I would use scikit's OneHotEncoder (https://scikit-learn.org/stable/modules/generated/sklearn.preprocessing.OneHotEncoder.html) or CategoricalEncoder with encoding set to 'onehot'. It automatically finds the unique values for each feature and processes it into a one hot vector. It does increase the input dimensionality for that feature, but it is necessary if you are doing any type of data science work. If you convert the feature to an ordinal integer (i.e. only one integer) as opposed to a vector of binary values, an algorithm may draw incorrect conclusions between two (possibly completely separate) categorical values that just happen to be close together in the categorical space.

2
votes

There are other powerful encoding schemes beside one hot, which do not increase number of columns . You can try the following (in increasing order of complexity):

  • count encoding: encode each category by the number of times it occurs in data, useful in some cases. For example, if you want to encode the information that New York is a big city, the count of NY in data really contains that info, as we expect that NY will occur frequently.

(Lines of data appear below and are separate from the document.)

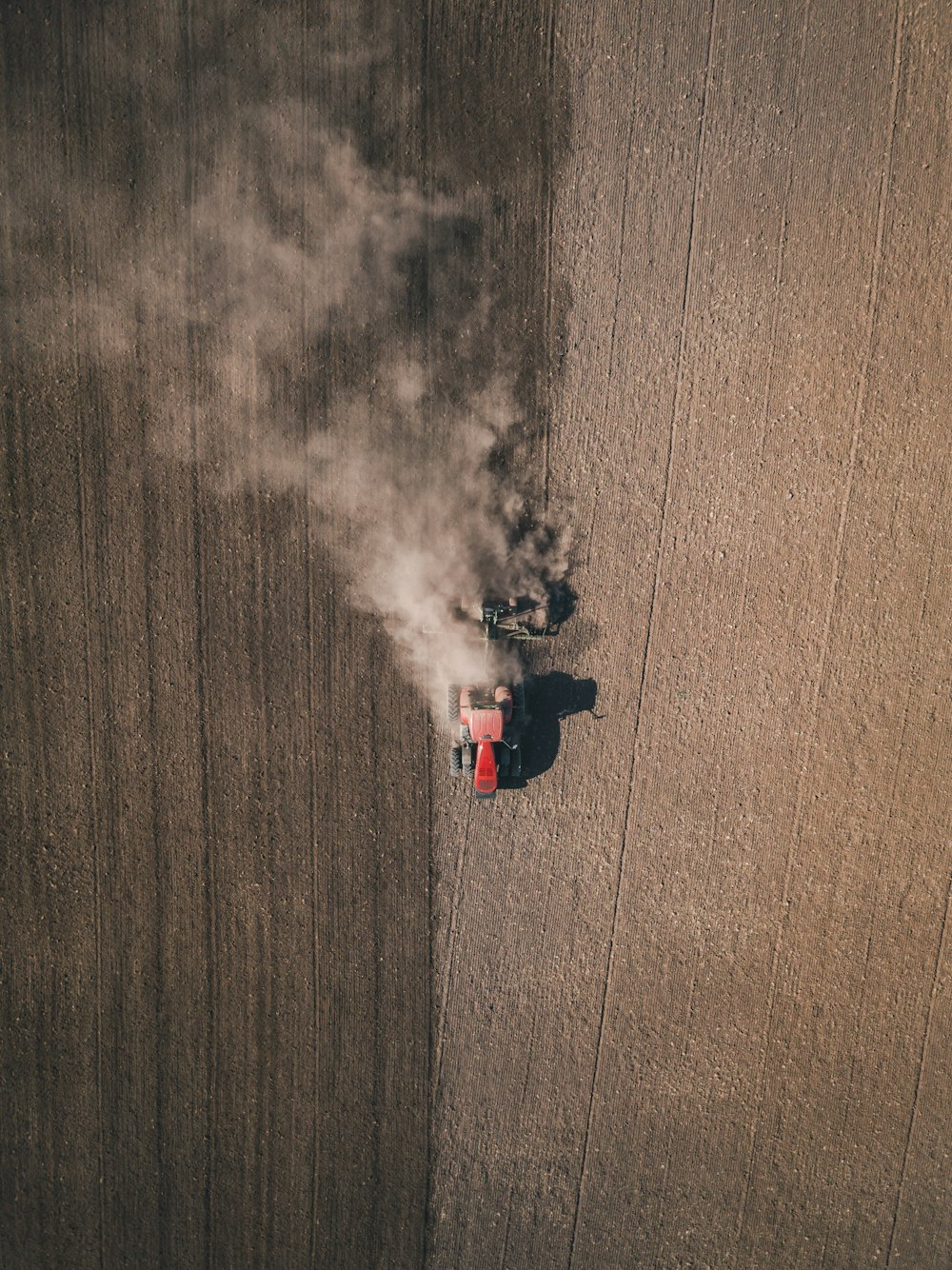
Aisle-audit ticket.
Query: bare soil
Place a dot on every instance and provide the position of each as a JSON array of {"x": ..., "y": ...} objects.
[{"x": 274, "y": 991}]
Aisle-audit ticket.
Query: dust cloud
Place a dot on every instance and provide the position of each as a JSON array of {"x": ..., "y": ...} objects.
[{"x": 307, "y": 322}]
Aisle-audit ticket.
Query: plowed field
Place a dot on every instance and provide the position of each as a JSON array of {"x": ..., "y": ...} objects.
[{"x": 276, "y": 991}]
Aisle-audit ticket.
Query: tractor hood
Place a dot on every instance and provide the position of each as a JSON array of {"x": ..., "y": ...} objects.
[
  {"x": 486, "y": 778},
  {"x": 486, "y": 723}
]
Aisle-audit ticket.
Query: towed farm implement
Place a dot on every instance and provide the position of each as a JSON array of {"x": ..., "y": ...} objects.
[{"x": 489, "y": 721}]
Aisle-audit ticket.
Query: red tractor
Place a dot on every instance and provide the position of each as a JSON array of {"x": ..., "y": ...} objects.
[{"x": 487, "y": 722}]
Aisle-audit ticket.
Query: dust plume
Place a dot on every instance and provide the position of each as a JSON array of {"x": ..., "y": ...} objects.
[{"x": 326, "y": 326}]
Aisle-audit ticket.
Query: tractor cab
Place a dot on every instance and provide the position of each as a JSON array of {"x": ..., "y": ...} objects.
[{"x": 484, "y": 718}]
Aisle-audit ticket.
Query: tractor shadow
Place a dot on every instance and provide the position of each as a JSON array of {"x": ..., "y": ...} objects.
[{"x": 548, "y": 700}]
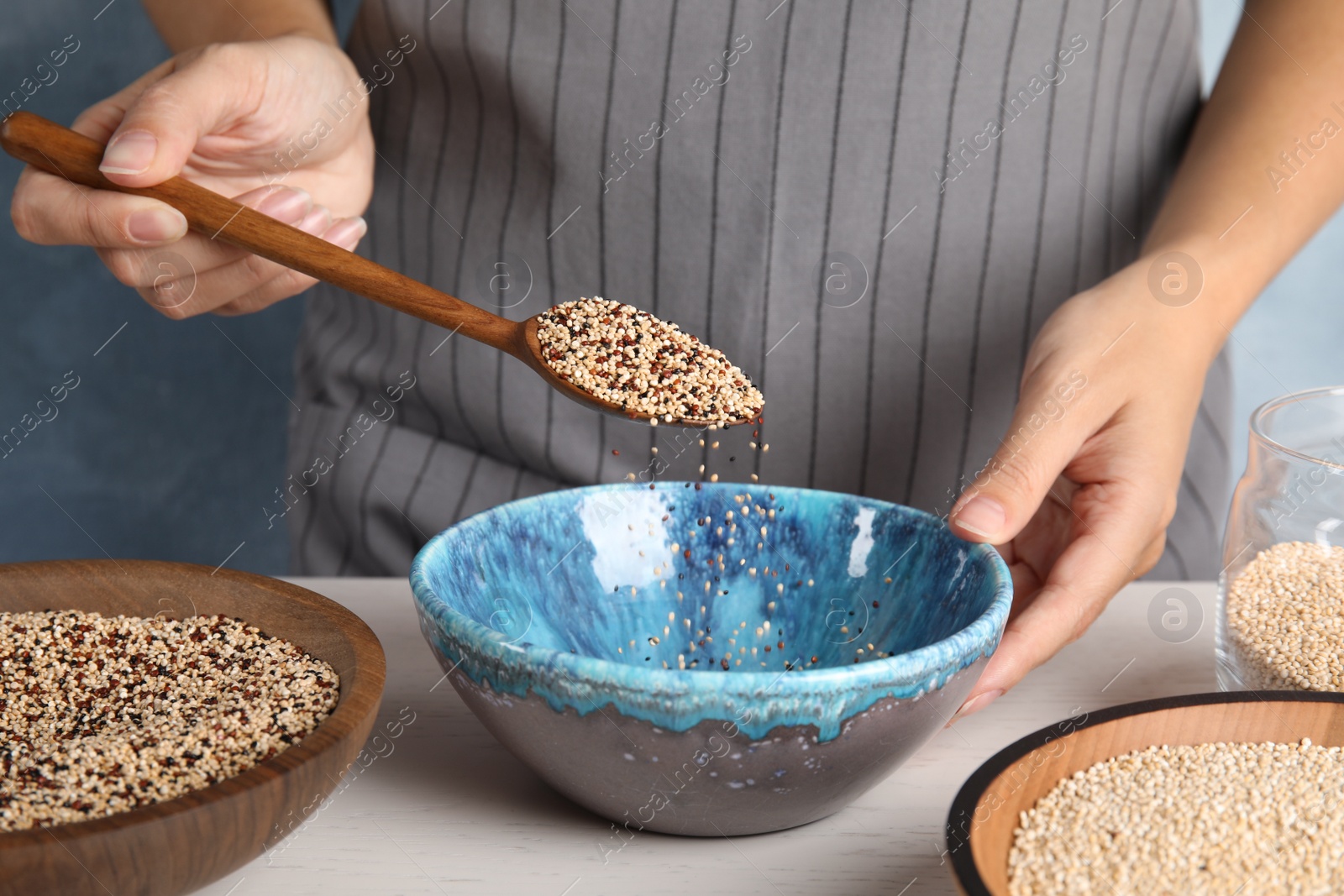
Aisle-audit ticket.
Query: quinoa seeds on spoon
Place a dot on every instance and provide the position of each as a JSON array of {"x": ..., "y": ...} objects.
[{"x": 644, "y": 365}]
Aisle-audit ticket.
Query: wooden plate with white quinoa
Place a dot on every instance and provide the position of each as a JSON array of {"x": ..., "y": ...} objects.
[
  {"x": 1216, "y": 793},
  {"x": 199, "y": 831}
]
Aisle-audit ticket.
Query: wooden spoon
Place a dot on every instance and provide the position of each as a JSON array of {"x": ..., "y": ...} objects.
[{"x": 60, "y": 150}]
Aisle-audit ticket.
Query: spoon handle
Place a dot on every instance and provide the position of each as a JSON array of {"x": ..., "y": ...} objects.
[{"x": 60, "y": 150}]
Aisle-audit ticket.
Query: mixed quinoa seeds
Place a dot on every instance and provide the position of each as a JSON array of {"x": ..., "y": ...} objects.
[
  {"x": 101, "y": 715},
  {"x": 1223, "y": 819},
  {"x": 1285, "y": 618},
  {"x": 648, "y": 367}
]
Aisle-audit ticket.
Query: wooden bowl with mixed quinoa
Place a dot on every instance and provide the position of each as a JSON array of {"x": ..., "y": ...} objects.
[
  {"x": 1216, "y": 793},
  {"x": 165, "y": 723}
]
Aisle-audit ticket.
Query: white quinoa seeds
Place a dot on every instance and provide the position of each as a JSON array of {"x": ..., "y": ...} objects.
[
  {"x": 1253, "y": 820},
  {"x": 645, "y": 365},
  {"x": 101, "y": 715},
  {"x": 1285, "y": 618}
]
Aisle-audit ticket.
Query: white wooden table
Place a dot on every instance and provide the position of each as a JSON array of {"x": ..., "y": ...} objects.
[{"x": 444, "y": 809}]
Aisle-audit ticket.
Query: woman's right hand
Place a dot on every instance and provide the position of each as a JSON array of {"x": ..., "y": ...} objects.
[{"x": 280, "y": 125}]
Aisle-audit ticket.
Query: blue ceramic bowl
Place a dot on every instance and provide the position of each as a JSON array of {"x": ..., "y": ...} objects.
[{"x": 716, "y": 658}]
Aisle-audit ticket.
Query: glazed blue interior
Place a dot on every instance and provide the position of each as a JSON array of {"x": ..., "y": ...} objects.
[{"x": 601, "y": 582}]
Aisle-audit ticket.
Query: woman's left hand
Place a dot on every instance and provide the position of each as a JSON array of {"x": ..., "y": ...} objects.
[{"x": 1084, "y": 485}]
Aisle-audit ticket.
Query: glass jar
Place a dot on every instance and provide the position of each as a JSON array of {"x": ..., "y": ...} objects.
[{"x": 1281, "y": 593}]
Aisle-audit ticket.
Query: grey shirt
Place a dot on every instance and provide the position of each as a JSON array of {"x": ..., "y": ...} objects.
[{"x": 870, "y": 206}]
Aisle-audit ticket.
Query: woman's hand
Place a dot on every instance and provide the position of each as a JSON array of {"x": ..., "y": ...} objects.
[
  {"x": 281, "y": 125},
  {"x": 1084, "y": 485}
]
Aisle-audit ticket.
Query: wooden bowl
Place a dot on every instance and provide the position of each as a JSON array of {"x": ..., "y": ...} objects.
[
  {"x": 985, "y": 813},
  {"x": 183, "y": 844}
]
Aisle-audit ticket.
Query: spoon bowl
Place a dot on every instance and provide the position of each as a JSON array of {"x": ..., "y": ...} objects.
[{"x": 60, "y": 150}]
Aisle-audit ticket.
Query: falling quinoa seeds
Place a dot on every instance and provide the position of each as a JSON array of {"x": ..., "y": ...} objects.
[
  {"x": 644, "y": 365},
  {"x": 100, "y": 715},
  {"x": 1253, "y": 820},
  {"x": 1285, "y": 618}
]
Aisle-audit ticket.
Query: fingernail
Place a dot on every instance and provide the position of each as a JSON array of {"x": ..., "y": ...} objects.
[
  {"x": 347, "y": 233},
  {"x": 156, "y": 224},
  {"x": 978, "y": 703},
  {"x": 315, "y": 222},
  {"x": 286, "y": 204},
  {"x": 129, "y": 154},
  {"x": 981, "y": 516}
]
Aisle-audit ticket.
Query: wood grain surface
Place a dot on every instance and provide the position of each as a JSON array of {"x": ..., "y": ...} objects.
[
  {"x": 987, "y": 812},
  {"x": 183, "y": 844}
]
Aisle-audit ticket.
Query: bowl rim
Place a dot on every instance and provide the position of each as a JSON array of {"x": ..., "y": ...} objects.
[
  {"x": 964, "y": 804},
  {"x": 363, "y": 698},
  {"x": 980, "y": 634}
]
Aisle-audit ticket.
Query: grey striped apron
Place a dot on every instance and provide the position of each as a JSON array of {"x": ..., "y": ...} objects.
[{"x": 870, "y": 206}]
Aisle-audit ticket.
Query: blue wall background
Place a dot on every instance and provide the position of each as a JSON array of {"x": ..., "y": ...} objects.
[{"x": 174, "y": 439}]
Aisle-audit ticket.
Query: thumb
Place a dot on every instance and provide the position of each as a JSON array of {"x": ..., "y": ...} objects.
[
  {"x": 1041, "y": 443},
  {"x": 161, "y": 127}
]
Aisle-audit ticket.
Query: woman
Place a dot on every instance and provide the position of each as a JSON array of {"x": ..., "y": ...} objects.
[{"x": 932, "y": 231}]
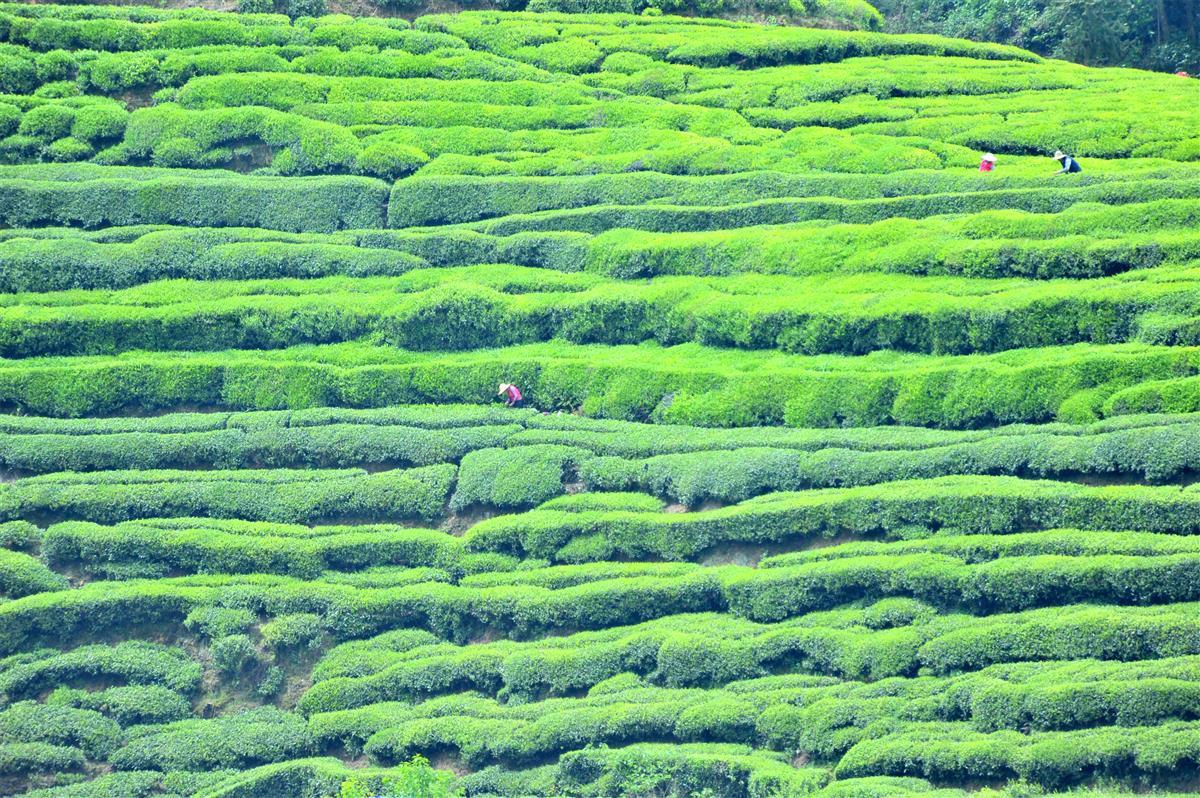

  • target encoding: encode each category by the average value of target/outcome (if target is continuous) within that category; or by the probability of target if it is discrete. An example is when you want to encode neighborhood, which is obviously important for predicting house price; definitely, you can replace each neighborhood name by the average house price in that neighborhood. This improves prediction incredibly (as shown in my Kaggle notebook for predicting house price).

There are still other useful encoding schemes like Catboost, weight of evidence, etc. A really nice thing is all these schemes are already implemented in library categorical encoder here.